Remember, I’m not talking about branching and versioning in this particular document. So let’s start with the assumption that we’ve already built our individual packages, and that (for now) we have a flat namespace of binary rpms already built from all our components. That namespace could be living in a yum repository like the rawhide repo, or a brew/koji tag such as fedora-24.0-candidate.
We build all of the images and repositories, for all of the architectures and their addons, for all of the variants, all at once. Fedora’s Editions have a similar structure.
This served us well once upon a time. It enabled a single consistent major or minor release, and it built everything necessary for that release.
But it now falls short on multiple fronts:
- We have many more types of artifacts being built than are handled by the compose. We have ostree trees and installer images; there are cloud targets such as qcow images and AMIs; and docker base and layered images. We have additional, often ad-hoc, incompletely-automated builds to create this additional content.
- The compose process does not represent all of our releases. An obvious example is the batched update errata delivery in Fedora 24, where we attempt to synchronise atomic and Fedora errata into a single predictable consolidated errata release. Yet the release tooling has no formal knowledge of that release.
- The modularity effort is explicitly trying to get away from the concept of a single monolithic distribution, and to release modular parts of the distribution on independent release cycles.

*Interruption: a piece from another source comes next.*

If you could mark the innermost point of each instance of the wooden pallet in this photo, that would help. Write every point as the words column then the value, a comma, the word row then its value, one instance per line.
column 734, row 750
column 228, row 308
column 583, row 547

- Scaling: as we increase the number of modules, we do not want to spend the effort of rebuilding the entire distribution when any small part changes. For example, with more container images to build, we should be trying to rebuild only those affected by any change.
- Self-service: to scale the modular decomposition of the distribution, we will need the ability for individual engineers or groups who own a module or image to build that themselves, not dependent on release engineering.

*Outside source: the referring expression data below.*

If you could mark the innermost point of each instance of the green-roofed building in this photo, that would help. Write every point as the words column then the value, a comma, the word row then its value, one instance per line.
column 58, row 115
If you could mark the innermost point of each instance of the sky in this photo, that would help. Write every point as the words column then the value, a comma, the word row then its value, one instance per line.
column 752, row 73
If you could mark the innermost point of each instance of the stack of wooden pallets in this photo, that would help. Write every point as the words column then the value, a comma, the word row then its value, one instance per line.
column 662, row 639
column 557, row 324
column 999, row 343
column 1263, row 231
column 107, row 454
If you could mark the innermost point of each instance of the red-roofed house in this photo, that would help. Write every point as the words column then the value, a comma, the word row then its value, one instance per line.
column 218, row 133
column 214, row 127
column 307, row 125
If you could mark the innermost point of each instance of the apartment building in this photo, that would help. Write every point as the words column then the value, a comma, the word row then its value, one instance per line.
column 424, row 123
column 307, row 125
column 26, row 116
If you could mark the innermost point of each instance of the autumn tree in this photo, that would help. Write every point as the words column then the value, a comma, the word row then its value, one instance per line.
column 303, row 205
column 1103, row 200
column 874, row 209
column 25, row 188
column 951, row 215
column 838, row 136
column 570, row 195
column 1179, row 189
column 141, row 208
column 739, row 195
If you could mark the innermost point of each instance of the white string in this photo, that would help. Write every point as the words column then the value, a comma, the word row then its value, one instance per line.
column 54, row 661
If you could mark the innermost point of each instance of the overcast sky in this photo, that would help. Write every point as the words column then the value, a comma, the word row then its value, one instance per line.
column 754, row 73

- Continuous Integration. For automated testing, we want rebuilds to happen automatically when a dependency changes, instead of having to wait for a compose that happens on a predetermined schedule, or when manually triggered by release engineering.
So how can we address some of these concerns? We take the following steps:
- Break down the distribution compose into smaller parts:
- Ensure each part can be composed based on configuration and content in SCM. Everything must be recomposable based on static content: never, ever require manual configuration of a compose. That way composes can be automated;
- Combine the smaller composes up in stages building towards a full distribution;
- Record a compose ID for every stage of the compose, and record which compose IDs are used as input to subsequent layered composes
- Record the most recent successful compose for each module, so that failed composes (or composes that fail testing) do not impact layered modules
- Optionally, we can automate the process of chain composes and add CI to the mix to achieve a fully automatic build toolchain.